The Board of Directors holds regular monthly meetings, as well as ad-hoc meetings
when necessary.
The board’s role of supervising management is separated from its role of executing
the company’s business. With this separation, the board can both devote sufficient
time to discussing matters of strategic importance (such as making decisions about
the company’s policies and business strategies) and focus on supervising the
management.
2. Nominating Committee
The Nominating Committee has four members. All members are independent directors,
including the chair, who is elected by the members. The committee vets candidates to
be nominated to shareholders for election or re-election to the Board of Directors.
It also vets candidates that the Board of Directors may appoint as shikko-yaku (a
legal title describing an executive who bears fiduciary duties) or shikko-yaku-in (a
non-legal title describing an executive who bears no fiduciary duties; in English,
our shikko-yaku-in are known as “corporate executive officers” or “managing
officers”).
The committee has a total membership of between three and five members, with
independent directors making up the majority of members. As a general rule, the
committee’s chair is elected by the members from among the independent directors.
The committee designates one of its members to give the Board of Directors timely
updates about the committee’s decisions and agenda.
3. Audit Committee
The Audit Committee has four members. Three of the members are independent
directors. The chair is elected by members. The current chair is a non-independent
non-executive director who was also elected by members to be a full-time Audit Committee member.
The committee audits the execution of the company’s business by corporate officers
and directors, prepares audit reports, and decides on proposals for appointing or
dismissing (or not reappointing) the accounting auditor. To ensure that audits are
effective, the members regularly liaise with the heads of Kokuyo’s business units
and corporate divisions and coordinate closely with their counterparts in Kokuyo’s
Internal Audit Division and in key Kokuyo subsidiaries.

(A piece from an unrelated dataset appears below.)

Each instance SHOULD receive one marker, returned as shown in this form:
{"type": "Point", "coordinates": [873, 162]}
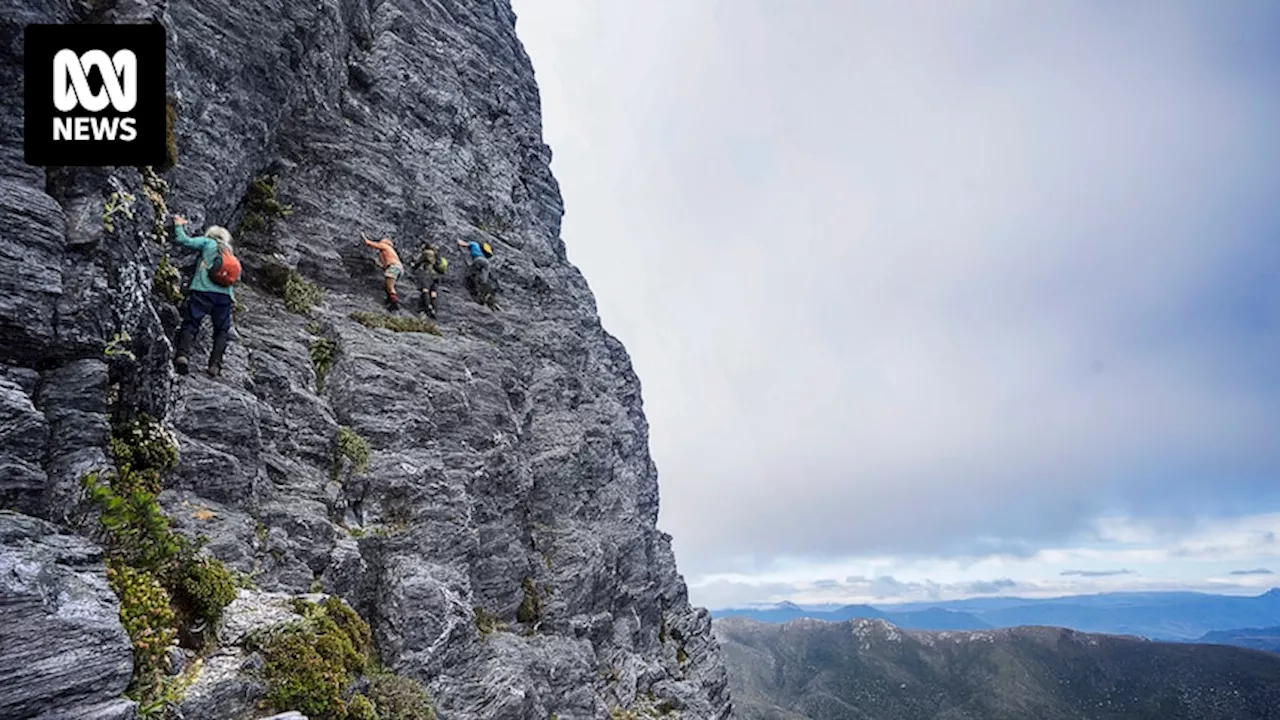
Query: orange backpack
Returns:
{"type": "Point", "coordinates": [225, 268]}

The committee has a total membership of between three and five members, with
independent outside directors making up the majority of members. The committee
designates one of its members to give the Board of Directors timely updates about
the committee’s decisions and agenda.
4. Compensation Committee
The Compensation Committee has three members, all of whom are outside directors. The
chair is elected from among the outside directors.

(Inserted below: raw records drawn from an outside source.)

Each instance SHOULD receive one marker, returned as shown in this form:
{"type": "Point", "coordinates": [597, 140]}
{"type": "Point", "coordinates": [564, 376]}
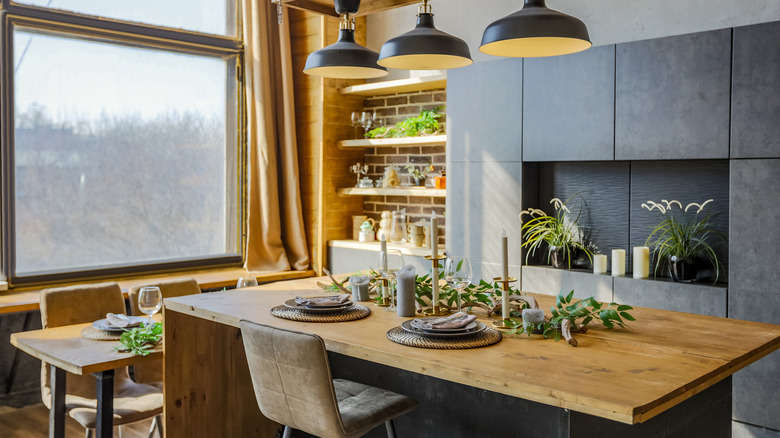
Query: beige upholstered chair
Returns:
{"type": "Point", "coordinates": [78, 304]}
{"type": "Point", "coordinates": [151, 372]}
{"type": "Point", "coordinates": [293, 385]}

The committee designs the compensation system for directors, corporate officers, and
managing officers, and sets the compensation amounts to be paid to each
recipient.
The committee has a total membership of between three and five members, with
independent outside directors making up the majority of members. As a general rule,
the committee’s chair is elected by the members from among the independent
directors. The committee designates one of its members to give the Board of
Directors timely updates about the committee’s decisions and agenda.
5. Internal Auditing
Internal auditing is undertaken by the Audit Office. The office follows an internal
audit plan, approved by the Audit Committee to evaluate whether the company’s
compliance and control processes are reasonable and working effectively. It reports
the results to the Audit Committee and Representative Corporate Officer. The office
does not report the results of its audits to the Board of Directors directly, but
the Audit Committee may report the results to the board as appropriate.
The office members attend regular meetings with Audit Committee members to report
findings and share opinions on the auding structures and auditing operations, and to
enable close coordination in auditing. The members also hold regular meetings with
departments responsible for internal controls and risk management to share opinions
and coordinate activities. Additionally, they attend regular tripartite audit
meetings to coordinate with the accounting auditor and share opinions as necessary.